MARGIN CALL :: Oscar Ritual 2012
To be honest, I’d never even heard of Margin Call until the Oscar nominations were announced, and over the following month I kept forgetting entirely what the movie was about. Every time I saw the title I could not recall the premise of the movie at all. Then I would see a trailer and remember the phenomenal cast and the interesting story, and I would remember that, yes, I did think this film might be good. Right up until the week I decided to finally rent Margin Call I honestly could not remember what it was about.
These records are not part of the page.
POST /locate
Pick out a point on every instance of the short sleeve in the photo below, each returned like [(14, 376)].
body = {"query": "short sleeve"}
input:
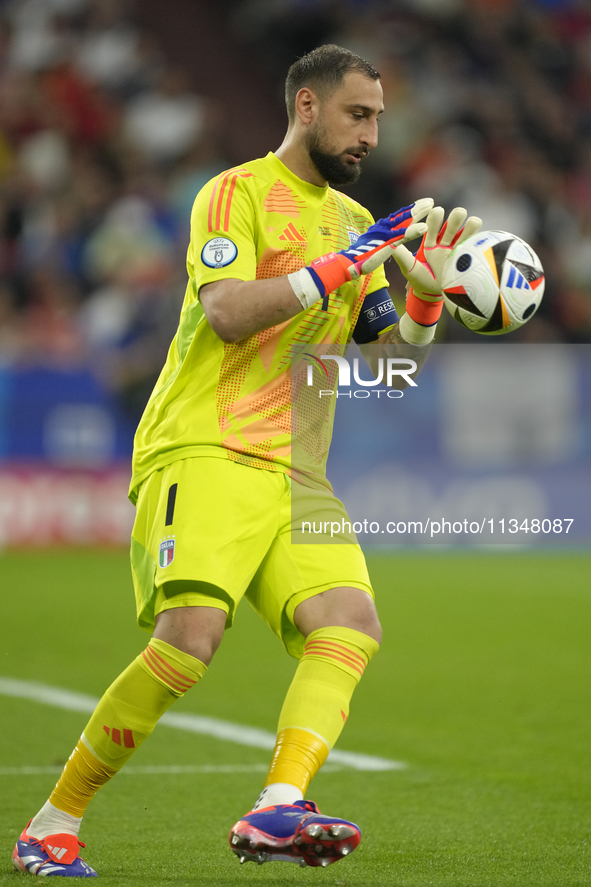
[(223, 230)]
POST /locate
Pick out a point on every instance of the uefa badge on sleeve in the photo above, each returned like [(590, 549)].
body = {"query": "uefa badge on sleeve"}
[(166, 552)]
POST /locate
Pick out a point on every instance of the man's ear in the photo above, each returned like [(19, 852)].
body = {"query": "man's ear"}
[(306, 105)]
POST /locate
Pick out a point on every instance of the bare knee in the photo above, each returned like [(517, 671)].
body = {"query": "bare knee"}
[(346, 607), (197, 631)]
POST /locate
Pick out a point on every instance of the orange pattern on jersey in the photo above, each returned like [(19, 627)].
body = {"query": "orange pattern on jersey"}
[(227, 181), (292, 233), (277, 262), (255, 420), (281, 199)]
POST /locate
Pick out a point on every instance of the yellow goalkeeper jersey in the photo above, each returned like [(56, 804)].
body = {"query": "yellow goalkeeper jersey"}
[(235, 401)]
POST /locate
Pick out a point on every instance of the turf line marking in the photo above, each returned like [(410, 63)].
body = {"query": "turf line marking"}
[(159, 769), (239, 733)]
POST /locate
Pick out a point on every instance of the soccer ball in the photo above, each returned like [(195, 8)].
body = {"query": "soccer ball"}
[(493, 283)]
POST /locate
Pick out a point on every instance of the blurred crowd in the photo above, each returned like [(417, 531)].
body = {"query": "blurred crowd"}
[(488, 106), (105, 140), (103, 146)]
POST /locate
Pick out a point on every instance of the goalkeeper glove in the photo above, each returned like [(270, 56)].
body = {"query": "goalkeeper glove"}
[(424, 271), (327, 273)]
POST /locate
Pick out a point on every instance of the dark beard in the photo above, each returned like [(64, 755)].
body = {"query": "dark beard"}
[(333, 168)]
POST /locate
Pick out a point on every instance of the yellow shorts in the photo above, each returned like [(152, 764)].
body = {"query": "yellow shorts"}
[(228, 526)]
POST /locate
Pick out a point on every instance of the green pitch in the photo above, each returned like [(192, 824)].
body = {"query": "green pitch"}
[(481, 687)]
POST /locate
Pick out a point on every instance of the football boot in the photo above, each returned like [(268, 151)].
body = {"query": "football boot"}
[(293, 833), (54, 855)]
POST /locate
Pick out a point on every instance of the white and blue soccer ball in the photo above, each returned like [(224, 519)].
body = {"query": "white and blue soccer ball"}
[(493, 283)]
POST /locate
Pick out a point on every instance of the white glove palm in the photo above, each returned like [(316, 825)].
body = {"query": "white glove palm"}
[(424, 271)]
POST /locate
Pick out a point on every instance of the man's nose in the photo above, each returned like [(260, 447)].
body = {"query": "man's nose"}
[(370, 134)]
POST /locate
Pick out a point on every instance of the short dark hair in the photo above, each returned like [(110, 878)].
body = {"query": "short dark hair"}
[(323, 70)]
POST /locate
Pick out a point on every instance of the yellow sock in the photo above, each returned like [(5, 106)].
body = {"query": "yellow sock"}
[(317, 703), (123, 719)]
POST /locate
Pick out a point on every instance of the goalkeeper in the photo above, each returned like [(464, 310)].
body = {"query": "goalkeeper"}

And that’s just odd!
The story centers around a high-powered investment banking firm that discovers a total financial collapse has begun and spends one frantic night attempting to make adjustments to minimize the impact. The setting is familiar – those first moments of the 2007 recession crisis – and the way that the senior executives decide to handle the crisis is despicable and shocking. And yet I expected nothing less, knowing what history has already shown about the impact of the crisis and how the industry leaders found a way to protect themselves from the chaos that ensued. I appreciate that Margin Call pulls no punches with the way the events play out and how the top players cut their losses to make sure that select individuals come out on top. What was surprising is how little loyalty existed among the firm’s ranks, and that is what makes this film engaging.
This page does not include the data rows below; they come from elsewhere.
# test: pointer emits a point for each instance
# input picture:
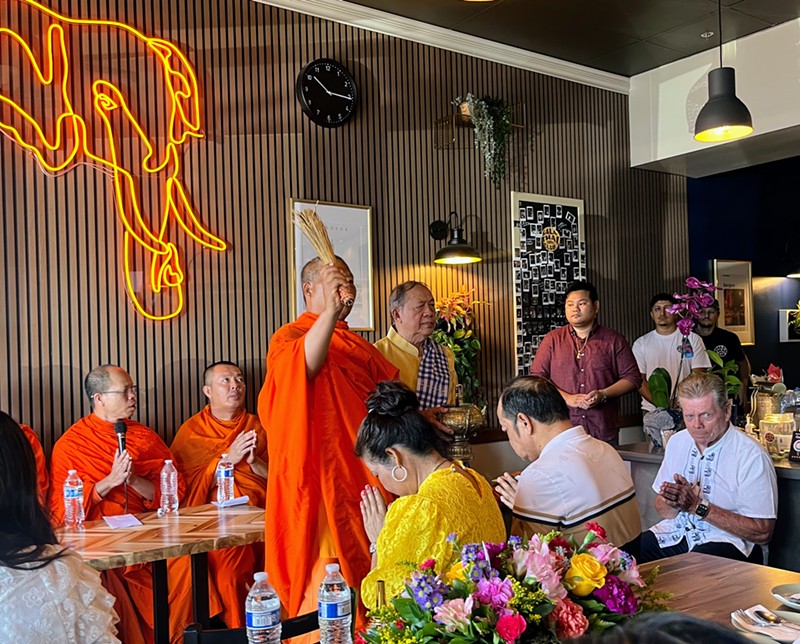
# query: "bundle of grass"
(314, 229)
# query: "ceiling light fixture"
(457, 250)
(724, 117)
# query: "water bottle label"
(263, 619)
(334, 610)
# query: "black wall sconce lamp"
(457, 250)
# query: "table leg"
(200, 588)
(160, 601)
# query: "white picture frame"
(350, 230)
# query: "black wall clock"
(326, 92)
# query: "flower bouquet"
(539, 590)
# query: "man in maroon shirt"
(591, 365)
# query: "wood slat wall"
(64, 306)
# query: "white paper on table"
(239, 500)
(122, 521)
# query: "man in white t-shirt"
(716, 488)
(573, 478)
(665, 346)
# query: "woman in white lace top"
(48, 594)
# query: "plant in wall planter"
(492, 120)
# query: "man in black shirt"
(726, 345)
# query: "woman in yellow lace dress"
(436, 496)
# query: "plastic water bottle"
(335, 608)
(73, 500)
(263, 612)
(224, 480)
(169, 489)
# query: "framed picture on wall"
(735, 295)
(350, 230)
(547, 237)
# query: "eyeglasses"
(133, 389)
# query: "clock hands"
(330, 93)
(349, 98)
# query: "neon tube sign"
(69, 140)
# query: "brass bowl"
(465, 421)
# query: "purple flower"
(705, 300)
(617, 596)
(428, 590)
(685, 325)
(494, 592)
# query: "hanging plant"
(492, 120)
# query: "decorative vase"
(465, 421)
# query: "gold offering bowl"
(465, 421)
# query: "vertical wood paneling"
(65, 309)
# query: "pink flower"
(569, 619)
(539, 565)
(494, 592)
(510, 627)
(685, 325)
(454, 613)
(428, 564)
(595, 527)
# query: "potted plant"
(455, 330)
(492, 120)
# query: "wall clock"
(327, 92)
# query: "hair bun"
(392, 398)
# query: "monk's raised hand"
(332, 277)
(373, 512)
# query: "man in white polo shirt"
(716, 488)
(573, 478)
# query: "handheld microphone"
(120, 429)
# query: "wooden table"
(194, 531)
(712, 587)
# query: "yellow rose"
(456, 572)
(584, 575)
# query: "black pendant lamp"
(724, 117)
(457, 250)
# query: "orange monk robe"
(42, 481)
(89, 447)
(315, 480)
(197, 447)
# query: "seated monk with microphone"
(119, 461)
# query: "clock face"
(326, 92)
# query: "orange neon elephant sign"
(64, 114)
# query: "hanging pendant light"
(724, 117)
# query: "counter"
(783, 549)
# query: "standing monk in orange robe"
(224, 426)
(90, 447)
(42, 481)
(319, 373)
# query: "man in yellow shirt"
(425, 367)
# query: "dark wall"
(65, 310)
(752, 214)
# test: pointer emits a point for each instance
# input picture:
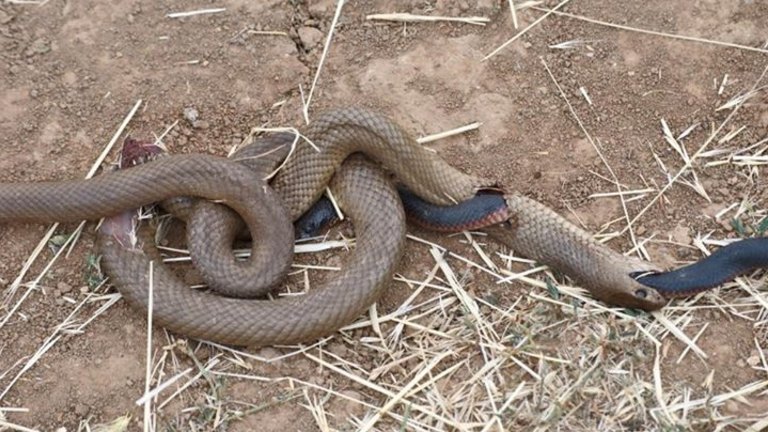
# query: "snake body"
(366, 195)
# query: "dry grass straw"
(650, 32)
(457, 355)
(525, 30)
(195, 12)
(411, 18)
(70, 324)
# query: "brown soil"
(71, 71)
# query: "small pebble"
(190, 114)
(310, 36)
(64, 287)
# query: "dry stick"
(44, 241)
(525, 30)
(13, 426)
(651, 32)
(150, 305)
(513, 12)
(406, 17)
(368, 425)
(597, 149)
(692, 158)
(382, 390)
(195, 12)
(327, 45)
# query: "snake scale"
(366, 195)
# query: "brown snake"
(366, 196)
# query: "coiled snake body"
(366, 195)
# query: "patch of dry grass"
(453, 356)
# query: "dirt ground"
(71, 71)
Kevin Spacey is at the nucleus of the story as a top manager who seeks to minimize the damage to the firm’s clientele, but the entire cast really shines. Simon Baker plays a senior executive with hatchet power, and Zachary Quinto portrays the young analyst who first recognizes the collapse. Paul Bettany is a supervisor to Quinto who helps him take the news up the ranks, and Demi Moore turns up as a risk assessment officer who originally failed to see the crisis when the warning signs first appeared. And then Jeremy Irons saunters onto the scene as the head of the firm who appears only to make the final determination, a decision that is just as devastating as the crisis itself. Each scene with each actor is powerful, and the story is taut in its telling. However, despite such talent and tale, I couldn’t help being distracted throughout the film. Again and again, from beginning to end, I felt assaulted by pervasive profanity, and I kept wondering just why so many Hollywood movies seem to fill every intense story with a steady stream of expletives. It’s as if writers don’t trust the actors to be able to convey strong emotion without uttering vulgarities at every turn! Just as I found in The Ides of March, so much profanity only became tedious and aggravating, and eventually I just got tired of the movie as a whole because of the onslaught of offensive language. Despite Margin Call‘s strong story, all I could think at the conclusion was how happy I was that my ears and my mind could finally have some relief. Unfortunately, that’s probably not what the filmmakers intended.